Ex-proprietário de O Diário, um dos mais combativos jornais que Piracicaba conheceu, Cecílio foi mestre de uma geração de profissionais ainda militantes na imprensa. Colecionadores de histórias nostálgicas da redação à linotipo. Repórteres, fotógrafos, colunistas e diagramadores, cada um, a seu modo, exibe uma versão de Cecílio.

Ouvi o primeiro comentário sobre o jornalista na redação de A Tribuna Piracicabana. Ainda como estagiário do periódico, caiu em minhas mãos uma pauta sobre o abandono do Edifício Terenzio Galesi, hoje uma agência do banco HSBC. Evaldo Vicente, diretor do matutino, temendo possíveis gafes do aprendiz de terras mineiras, discorreu detalhes sobre a história do imóvel, antiga sede de O Diário, onde iniciara a trajetória no jornalismo.

De Evaldo veio a recomendação para a leitura das obras de Cecílio, com incontáveis elogios.
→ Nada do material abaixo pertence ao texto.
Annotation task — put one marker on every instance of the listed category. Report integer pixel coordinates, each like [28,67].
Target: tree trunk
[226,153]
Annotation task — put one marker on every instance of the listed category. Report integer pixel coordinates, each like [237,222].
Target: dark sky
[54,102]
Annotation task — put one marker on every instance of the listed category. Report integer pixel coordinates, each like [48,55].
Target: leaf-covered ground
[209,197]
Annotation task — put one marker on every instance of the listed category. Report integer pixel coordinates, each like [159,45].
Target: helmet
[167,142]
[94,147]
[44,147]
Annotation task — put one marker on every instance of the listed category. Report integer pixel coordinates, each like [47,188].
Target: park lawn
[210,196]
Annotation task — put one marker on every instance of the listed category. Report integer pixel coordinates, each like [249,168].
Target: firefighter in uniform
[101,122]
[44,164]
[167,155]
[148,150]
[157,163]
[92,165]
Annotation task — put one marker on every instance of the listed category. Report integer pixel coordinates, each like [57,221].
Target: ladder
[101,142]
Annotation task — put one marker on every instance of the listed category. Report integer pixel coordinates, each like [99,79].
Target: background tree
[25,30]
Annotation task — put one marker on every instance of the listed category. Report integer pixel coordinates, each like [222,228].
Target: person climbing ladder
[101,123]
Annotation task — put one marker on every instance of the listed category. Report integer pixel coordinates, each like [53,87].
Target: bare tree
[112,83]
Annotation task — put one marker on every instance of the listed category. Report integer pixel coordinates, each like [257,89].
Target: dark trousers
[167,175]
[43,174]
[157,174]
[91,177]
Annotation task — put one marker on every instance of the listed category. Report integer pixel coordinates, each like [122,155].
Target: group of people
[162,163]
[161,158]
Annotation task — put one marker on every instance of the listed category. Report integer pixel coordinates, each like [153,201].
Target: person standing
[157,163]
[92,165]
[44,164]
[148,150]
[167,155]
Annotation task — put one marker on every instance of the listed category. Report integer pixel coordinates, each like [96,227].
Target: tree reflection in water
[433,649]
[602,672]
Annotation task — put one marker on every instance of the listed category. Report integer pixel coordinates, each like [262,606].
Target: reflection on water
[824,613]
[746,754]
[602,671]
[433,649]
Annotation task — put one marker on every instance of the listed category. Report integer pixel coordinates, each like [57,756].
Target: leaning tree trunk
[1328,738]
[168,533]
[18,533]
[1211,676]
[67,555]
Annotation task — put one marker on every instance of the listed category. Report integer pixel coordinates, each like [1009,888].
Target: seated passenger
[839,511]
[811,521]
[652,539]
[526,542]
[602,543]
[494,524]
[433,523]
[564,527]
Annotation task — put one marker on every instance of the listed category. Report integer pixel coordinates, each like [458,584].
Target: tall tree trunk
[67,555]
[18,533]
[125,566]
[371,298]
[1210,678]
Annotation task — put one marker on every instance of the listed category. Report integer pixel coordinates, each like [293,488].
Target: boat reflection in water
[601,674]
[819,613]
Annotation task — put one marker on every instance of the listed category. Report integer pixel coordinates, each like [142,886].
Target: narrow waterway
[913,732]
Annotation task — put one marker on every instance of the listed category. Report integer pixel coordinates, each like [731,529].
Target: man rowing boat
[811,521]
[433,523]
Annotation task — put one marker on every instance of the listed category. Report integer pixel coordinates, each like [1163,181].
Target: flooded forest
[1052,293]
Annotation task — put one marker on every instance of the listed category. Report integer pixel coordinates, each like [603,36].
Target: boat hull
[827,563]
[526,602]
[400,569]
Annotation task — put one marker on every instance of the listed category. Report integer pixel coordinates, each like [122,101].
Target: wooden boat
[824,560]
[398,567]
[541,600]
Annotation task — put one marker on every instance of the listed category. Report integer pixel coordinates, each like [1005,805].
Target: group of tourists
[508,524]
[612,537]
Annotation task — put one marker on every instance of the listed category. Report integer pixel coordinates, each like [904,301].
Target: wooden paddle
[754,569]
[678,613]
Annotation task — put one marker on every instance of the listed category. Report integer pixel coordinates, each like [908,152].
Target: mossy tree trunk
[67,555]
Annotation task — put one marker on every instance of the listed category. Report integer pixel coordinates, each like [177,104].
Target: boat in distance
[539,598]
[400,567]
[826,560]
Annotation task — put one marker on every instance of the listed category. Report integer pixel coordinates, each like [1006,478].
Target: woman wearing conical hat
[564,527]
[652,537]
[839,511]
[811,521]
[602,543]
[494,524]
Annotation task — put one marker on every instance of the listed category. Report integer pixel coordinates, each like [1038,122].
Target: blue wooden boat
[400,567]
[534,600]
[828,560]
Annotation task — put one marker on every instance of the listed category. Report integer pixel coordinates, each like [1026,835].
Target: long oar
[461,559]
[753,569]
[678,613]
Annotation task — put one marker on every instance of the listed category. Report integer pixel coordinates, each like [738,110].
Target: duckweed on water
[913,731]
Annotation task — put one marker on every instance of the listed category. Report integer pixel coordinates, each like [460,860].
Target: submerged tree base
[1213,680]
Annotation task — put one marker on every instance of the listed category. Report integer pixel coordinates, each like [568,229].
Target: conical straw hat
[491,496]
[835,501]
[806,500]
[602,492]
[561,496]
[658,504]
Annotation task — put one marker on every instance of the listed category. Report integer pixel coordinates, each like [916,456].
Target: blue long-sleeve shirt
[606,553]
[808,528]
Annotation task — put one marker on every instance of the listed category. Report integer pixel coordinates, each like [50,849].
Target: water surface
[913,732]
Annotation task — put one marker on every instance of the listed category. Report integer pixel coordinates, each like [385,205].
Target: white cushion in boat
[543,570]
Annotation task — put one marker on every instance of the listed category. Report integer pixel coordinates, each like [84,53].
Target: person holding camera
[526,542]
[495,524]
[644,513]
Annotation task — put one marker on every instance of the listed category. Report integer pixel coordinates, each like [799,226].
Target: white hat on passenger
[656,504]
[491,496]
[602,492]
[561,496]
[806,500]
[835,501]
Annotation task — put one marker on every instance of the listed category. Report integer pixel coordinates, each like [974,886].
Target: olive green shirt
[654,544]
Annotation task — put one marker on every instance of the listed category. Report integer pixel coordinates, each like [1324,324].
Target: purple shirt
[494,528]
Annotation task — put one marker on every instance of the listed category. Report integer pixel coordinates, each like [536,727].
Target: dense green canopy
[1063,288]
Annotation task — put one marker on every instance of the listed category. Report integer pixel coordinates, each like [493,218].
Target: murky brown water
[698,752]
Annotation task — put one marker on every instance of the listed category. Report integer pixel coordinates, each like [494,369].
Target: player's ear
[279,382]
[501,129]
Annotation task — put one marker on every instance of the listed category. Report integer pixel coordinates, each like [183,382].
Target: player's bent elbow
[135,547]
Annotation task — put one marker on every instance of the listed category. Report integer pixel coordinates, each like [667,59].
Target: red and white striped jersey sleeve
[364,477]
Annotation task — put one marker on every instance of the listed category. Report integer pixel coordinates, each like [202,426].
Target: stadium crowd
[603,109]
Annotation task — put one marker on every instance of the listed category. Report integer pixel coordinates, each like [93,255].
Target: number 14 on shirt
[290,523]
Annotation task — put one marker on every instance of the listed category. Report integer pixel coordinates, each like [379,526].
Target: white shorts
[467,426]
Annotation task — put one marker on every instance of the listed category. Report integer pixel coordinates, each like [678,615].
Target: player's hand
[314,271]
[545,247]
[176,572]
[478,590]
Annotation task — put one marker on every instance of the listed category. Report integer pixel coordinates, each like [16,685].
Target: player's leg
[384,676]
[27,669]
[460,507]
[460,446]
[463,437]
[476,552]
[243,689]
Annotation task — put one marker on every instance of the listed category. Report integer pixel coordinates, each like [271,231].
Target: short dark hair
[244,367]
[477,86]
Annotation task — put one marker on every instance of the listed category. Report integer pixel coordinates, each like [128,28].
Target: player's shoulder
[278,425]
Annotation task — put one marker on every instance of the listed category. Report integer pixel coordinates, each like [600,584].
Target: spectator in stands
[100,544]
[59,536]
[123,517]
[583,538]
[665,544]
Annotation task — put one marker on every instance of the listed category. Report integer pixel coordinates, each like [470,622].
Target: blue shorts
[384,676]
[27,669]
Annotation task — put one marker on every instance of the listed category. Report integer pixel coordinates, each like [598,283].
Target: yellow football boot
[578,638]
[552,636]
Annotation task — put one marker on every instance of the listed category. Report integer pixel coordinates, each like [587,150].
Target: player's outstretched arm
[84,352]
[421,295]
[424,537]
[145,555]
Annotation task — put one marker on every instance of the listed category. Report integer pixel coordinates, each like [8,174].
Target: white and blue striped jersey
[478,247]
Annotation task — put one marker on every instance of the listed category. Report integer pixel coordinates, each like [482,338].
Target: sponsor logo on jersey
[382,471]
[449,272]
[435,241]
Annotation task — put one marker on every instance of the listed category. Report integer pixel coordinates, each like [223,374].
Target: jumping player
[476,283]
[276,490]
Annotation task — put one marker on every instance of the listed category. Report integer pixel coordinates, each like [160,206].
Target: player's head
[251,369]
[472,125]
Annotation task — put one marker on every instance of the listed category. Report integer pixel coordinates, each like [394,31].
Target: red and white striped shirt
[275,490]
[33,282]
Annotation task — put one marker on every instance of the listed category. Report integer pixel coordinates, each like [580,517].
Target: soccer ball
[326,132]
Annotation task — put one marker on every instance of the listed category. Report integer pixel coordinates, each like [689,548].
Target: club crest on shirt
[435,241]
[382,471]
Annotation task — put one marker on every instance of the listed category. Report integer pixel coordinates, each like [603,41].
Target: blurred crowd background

Meses depois recebia na redação o romance Misere mei, Amor, lançado por Cecílio em 2004. Desvencilhei-me do embrulho e encontrei a dedicatória da professora Dinah Castilho, responsável pelo presente: “tarde chuvosa, porém aberta a inúmeras possibilidades. Não perca o foco. A exemplo do autor, lembre-se do seu maior ofício, o de escrever”.

São dez anos desde o primeiro encontro com a obra de Cecílio. Não nos conhecemos pessoalmente. Não nos foi dada a chance da prosa. Depois disso, arrisco dizer, acordei com muitos ‘Bom Dia’. Alguns nas páginas do próprio JP e boa parte no diário eletrônico A Província, por ele fundado. Suas exposições, incontáveis vezes contestadas, tornaram-me próximas de sua escrita, acompanhada também nas páginas do Correio Popular de Campinas.

Sobre o descontraído Dicionário do Dialeto Caipiracicabano, lembro de três diretores de teatro que permaneceram na cidade por uma semana. Brincavam, o tempo todo, com a expressão “arco, tarco e verva”. Ao final da estadia, adquiri três exemplares, um gesto de cordialidade aos paulistanos, uma recordação das terras piracicabanas. Saíram mais satisfeitos do que se tivessem provado pamonha, cuscuz, peixe ou cachaça.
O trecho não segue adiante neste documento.